The program was delivered in a studio setting, anchored in Jefferson’s signature Nexus Learning pedagogy of active, collaborative and real-world learning, Widder said. Each session introduced practical techniques and tools that can be immediately applied at work to inspire innovation through collaboration. The program is designed to apply the innovation best practices from industry in a government setting.
As a result of AMI, graduate Monique Nesmith-Joyner hopes to implement electronic payment capabilities in the Department of Records.
“AMI is a wonderful opportunity for municipal employees to think outside the box as they strive to improve services,” said recent program graduate Ava Ashley, manager of the trauma transformation unit in the Department of Behavioral Health and Intellectual disAbility Services. “The Academy’s approach to introducing design thinking with a cross-section of municipal services allows one to hear the complexity of how various departments must address issues.”
New graduate Monique Nesmith-Joyner, deputy commissioner of the Department of Records, also found the experience rewarding and already started work on a project as a result.
“Currently, Department of Records’ units don’t accept electronic payment,” she said. “Through conversations during the AMI, I’ve made a connection with the key staff that oversee electronic payment initiatives for the city and plan to begin the exploration of electronic payment for all of the Records’ units.

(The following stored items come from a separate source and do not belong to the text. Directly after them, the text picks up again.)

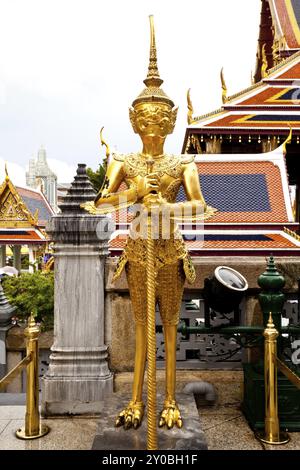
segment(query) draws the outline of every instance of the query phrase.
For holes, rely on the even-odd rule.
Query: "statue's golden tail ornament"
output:
[[[107,144],[107,142],[105,142],[105,140],[103,139],[103,129],[104,129],[104,127],[101,127],[100,142],[101,142],[101,145],[105,145],[105,148],[106,148],[105,158],[103,159],[103,167],[106,171],[107,165],[108,165],[108,160],[109,160],[109,157],[110,157],[110,148],[109,148],[109,145]]]

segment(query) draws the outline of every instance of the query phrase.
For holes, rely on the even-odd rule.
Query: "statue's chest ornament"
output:
[[[127,178],[147,176],[147,162],[139,154],[128,155],[124,161],[124,171]],[[152,173],[157,173],[159,177],[169,175],[172,178],[180,178],[182,172],[181,159],[178,156],[166,155],[154,160]]]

I’m hopeful that in a relatively short timeframe, we will have electronic payment capabilities throughout the department, creating an effective process for citizens and an efficient process for the Department of Records.”

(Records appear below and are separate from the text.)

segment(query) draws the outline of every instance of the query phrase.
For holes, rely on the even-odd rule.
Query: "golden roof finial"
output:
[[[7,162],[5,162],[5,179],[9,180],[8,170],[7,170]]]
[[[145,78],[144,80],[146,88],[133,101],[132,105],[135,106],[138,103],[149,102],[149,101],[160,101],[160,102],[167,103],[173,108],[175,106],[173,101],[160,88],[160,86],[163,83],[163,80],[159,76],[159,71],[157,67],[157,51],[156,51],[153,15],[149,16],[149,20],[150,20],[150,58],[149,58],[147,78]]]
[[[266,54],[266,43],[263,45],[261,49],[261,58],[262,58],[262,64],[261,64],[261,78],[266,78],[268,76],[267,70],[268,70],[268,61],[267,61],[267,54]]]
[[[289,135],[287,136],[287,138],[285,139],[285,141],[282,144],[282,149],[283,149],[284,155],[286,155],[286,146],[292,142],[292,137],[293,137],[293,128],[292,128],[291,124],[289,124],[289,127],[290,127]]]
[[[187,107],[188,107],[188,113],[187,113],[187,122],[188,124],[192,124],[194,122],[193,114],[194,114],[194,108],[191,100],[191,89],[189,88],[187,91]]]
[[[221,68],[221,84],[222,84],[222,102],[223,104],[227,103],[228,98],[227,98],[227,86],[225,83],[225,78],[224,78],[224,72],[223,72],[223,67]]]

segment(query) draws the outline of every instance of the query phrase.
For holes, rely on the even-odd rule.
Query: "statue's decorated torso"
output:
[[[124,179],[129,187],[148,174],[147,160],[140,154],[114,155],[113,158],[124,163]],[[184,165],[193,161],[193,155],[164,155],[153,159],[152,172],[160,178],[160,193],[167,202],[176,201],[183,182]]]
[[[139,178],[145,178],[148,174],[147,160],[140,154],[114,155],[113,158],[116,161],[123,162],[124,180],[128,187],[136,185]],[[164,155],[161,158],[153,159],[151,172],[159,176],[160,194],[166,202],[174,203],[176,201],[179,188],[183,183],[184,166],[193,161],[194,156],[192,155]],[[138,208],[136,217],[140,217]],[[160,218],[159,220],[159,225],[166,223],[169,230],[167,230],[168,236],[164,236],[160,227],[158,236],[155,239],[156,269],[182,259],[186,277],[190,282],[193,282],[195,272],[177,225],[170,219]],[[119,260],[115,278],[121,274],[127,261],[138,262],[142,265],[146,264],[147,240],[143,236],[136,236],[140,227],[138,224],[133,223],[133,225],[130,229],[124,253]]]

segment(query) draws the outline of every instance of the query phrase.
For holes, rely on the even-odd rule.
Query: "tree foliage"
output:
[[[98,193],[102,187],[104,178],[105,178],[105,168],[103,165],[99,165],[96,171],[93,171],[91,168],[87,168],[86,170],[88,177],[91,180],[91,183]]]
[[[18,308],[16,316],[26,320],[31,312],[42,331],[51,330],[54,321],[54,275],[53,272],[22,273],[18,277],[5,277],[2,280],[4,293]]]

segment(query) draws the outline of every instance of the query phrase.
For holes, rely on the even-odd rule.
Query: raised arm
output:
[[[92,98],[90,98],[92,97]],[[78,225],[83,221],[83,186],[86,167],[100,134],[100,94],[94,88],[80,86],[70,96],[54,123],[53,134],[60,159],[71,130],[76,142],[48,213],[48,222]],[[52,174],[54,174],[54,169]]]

Each class focused on a specific innovation-centric topic, including discovering opportunities through design thinking; analyzing complexities through systems thinking; developing value propositions through business analytics; and understanding end users through research. All courses were taught by Jefferson faculty members from a range of disciplines, including biology, marketing, and business and strategic leadership.

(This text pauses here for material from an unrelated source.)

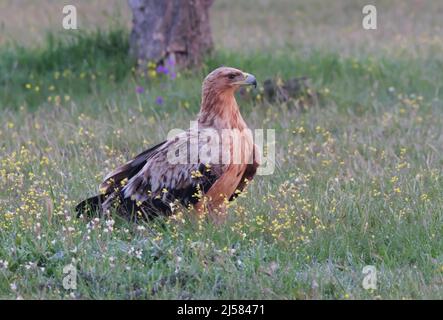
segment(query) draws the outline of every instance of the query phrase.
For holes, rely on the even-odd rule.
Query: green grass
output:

“We’re particularly excited about this fifth cohort of the Academy because we’ve really solidified the connection between this program and our larger innovation portfolio,” said Eliza Pollack, senior program manager for innovation management in the Office of Innovation of Technology, which coordinates AMI on the city government side. “Our new initiative, Innovation Consulting, connects graduates of the AMI program with other departments in the city looking to solve problems in new ways. We feel this class will truly be able to help us—and their teams—leverage what they’ve learned to grow the innovation network.”
On Monday, Dec. 4, Jefferson will host its inaugural Government Innovation Expo with alumni from all five AMI classes. They will share their experiences in the program and how they’ve used innovation principles in their jobs. Jefferson faculty and city government leaders will speak as well.